The electrode placement to measure the EMG was referenced from Ghaffari et al.16 and SENIAM29. Fourteen surface electrodes were placed bilaterally on the sternocleidomastoid (SCM), cervical paraspinal muscles (CPVM), upper trapezius (UTRP), serratus anterior (SERAN), rectus abdominis (RA), vastus medialis (VM), tibialis anterior (TA) to measure EMG activity, as shown in Fig. 1. EMG (Tringo Wireless EMG System, Delsys, Inc., Boston, MA, USA) was recorded at a sampling rate of 1111 Hz. Before the electrode placement, the skin had to be shaved, abraded with scrub cream, and wiped with 75% alcohol.
The head displacement of the volunteers was captured using four high-definition motion cameras GoPro (HERO 9 Black, GoPro, Inc., San Mateo, CA, USA) at a sampling rate of 120 Hz. The cameras were mounted on the right side, right front side, front side, and left front side of the front-seat passenger. Calibrated the cameras using a black-and-white checkerboard pattern. The markers with a diameter of 15 mm were affixed on the left side of the head, and scales were affixed on the B-pillar and bottom edge of the window. Tracked the markers on the head in the video using OpenCV and employed the binocular vision algorithm to obtain spatial coordinates, thus measuring the passengers’ head displacement. The T1 displacement was measured using a draw-wire displacement sensor (SP2-50, TE Connectivity, Inc., Berwyn, PA, USA), which was installed on the headrest position and connected to the neck. Attached the end of the draw-wire displacement sensor to a suction cup, and used tape to secure the suction cup to the soft plastic collar worn around the volunteer’s neck. The T1 displacement was obtained by measuring the draw-wire displacement during braking. Figure 2 shows the installation locations of all instruments.
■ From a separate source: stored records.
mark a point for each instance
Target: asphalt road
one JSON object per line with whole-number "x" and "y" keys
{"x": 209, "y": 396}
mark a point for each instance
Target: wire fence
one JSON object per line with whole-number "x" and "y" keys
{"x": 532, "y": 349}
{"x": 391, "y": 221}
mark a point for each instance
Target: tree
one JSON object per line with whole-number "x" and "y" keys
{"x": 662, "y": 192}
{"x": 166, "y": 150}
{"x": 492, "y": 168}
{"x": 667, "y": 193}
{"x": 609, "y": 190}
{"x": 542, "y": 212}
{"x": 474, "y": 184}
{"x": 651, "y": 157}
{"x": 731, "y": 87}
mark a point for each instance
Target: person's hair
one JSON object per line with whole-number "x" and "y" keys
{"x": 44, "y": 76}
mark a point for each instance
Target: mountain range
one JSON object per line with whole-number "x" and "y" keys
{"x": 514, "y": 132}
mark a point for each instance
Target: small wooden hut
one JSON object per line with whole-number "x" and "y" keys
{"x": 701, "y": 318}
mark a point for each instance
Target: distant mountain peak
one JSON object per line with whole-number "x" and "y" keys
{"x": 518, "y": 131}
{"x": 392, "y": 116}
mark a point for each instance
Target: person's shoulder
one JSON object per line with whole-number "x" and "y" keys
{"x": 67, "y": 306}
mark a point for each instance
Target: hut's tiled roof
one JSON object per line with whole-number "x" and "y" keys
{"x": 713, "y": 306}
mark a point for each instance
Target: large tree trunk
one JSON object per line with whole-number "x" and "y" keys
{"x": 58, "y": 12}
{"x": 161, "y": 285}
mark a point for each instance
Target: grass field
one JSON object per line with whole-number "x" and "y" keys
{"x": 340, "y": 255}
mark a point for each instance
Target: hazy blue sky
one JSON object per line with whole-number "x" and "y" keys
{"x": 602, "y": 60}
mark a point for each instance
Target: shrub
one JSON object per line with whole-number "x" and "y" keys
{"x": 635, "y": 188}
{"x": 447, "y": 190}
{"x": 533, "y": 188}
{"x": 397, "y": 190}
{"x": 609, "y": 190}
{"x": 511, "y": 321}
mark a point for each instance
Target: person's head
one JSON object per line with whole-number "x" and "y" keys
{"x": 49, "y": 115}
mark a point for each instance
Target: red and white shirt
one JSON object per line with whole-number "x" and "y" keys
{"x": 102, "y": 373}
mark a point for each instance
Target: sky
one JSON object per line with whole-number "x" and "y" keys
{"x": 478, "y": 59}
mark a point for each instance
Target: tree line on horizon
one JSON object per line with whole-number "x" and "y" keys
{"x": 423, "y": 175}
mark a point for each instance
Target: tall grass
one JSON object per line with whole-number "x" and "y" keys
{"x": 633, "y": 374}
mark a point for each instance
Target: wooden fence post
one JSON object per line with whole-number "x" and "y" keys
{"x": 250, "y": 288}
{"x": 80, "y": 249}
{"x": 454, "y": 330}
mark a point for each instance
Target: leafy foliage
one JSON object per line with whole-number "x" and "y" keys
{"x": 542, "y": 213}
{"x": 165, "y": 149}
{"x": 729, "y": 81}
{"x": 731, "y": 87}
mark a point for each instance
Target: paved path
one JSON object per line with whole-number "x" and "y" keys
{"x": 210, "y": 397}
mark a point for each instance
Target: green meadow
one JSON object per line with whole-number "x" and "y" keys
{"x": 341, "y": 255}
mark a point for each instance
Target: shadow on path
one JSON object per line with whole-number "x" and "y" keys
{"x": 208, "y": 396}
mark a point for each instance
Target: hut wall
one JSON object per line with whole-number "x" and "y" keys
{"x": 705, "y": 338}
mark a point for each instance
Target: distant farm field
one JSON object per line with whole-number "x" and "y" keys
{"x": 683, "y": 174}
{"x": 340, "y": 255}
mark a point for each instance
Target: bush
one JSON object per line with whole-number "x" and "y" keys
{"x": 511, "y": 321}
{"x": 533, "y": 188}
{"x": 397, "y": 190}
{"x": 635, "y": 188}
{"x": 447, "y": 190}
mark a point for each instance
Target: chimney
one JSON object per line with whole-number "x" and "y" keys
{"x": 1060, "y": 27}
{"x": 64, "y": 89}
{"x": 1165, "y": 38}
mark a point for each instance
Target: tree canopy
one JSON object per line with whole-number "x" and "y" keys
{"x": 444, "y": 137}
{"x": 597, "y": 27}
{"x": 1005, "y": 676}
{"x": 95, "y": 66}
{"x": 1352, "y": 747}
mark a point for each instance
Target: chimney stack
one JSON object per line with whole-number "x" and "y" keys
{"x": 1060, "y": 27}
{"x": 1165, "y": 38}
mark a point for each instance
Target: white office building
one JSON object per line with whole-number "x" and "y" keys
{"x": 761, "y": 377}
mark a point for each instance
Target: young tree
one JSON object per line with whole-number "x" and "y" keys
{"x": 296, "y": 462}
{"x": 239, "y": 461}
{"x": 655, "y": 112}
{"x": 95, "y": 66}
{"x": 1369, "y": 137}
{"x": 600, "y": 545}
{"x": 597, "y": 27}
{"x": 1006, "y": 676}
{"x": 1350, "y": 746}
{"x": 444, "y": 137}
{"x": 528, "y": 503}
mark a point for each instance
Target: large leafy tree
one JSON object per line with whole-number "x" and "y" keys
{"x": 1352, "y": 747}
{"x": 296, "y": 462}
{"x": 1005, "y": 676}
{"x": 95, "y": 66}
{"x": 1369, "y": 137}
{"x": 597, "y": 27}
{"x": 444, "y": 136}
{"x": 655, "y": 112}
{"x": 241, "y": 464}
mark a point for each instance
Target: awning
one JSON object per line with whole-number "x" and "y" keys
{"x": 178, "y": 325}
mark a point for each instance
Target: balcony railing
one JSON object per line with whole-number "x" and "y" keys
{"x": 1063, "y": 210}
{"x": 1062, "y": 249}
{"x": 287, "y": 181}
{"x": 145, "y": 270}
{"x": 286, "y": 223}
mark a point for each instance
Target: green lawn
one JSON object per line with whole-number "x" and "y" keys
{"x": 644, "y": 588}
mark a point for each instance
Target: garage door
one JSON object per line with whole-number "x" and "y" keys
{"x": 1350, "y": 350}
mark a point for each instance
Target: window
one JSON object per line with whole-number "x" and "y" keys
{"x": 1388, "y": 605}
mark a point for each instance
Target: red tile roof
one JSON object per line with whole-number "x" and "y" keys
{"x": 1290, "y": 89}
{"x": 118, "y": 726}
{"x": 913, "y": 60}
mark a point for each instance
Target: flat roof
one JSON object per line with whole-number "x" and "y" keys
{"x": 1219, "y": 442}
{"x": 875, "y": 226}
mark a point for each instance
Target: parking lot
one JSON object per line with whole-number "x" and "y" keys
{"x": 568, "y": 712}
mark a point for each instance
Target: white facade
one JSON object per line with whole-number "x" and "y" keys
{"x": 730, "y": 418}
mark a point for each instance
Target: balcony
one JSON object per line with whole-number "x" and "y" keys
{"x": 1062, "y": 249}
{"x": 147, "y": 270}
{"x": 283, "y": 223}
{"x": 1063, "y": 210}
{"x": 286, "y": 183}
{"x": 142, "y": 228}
All instrument recording start times were synchronized through a signal trigger, which was placed on the brake pedal. The signal was triggered when the driver began to depress the brake pedal. The initial time point for sensor signals was recorded to ensure synchronization of different data.
Test procedure
Five volunteers underwent 45 MEB trials in the front passenger seat in total, including three different backrest angles of 25°, 45°, and 65°. The volunteers received special training before testing to familiarize them with the test procedures and instructions. The volunteers were instructed to relax and keep their feet placed on the floor, with hands resting on their thighs and heads leaning against the headrest. During the testing, no instructions or interventions were given to the volunteers to ensure that they remained in a relaxed state. The vehicle was driven by a professional tester; the initial velocity in all test cases was approximately 80 km/h. Before the MEB maneuver, the vehicle maintained a constant initial speed to measure the EMG in quiet sitting. Finally, the driver suddenly pressed the brake pedal without informing the volunteer in advance. This method can keep the volunteers unaware of the moment and location for initiating braking action, which can to prevent anticipatory behavior. Each volunteer underwent nine MEB trials in the front passenger seat, i.e., three repeated trials for each seatback angle. The study by Ólafsdottir et al.19 indicated that the reduction in head displacement and muscle activity due to repeated trials was not universal, indicating that the impact on the results is limited. The testing sequence followed an increasing order of backrest angles, starting with three tests at 25° and concluding with three tests at 65°. After each repetition, there was a brief break of approximately 10 min to ensure that the muscles did not become fatigued, and data were recorded.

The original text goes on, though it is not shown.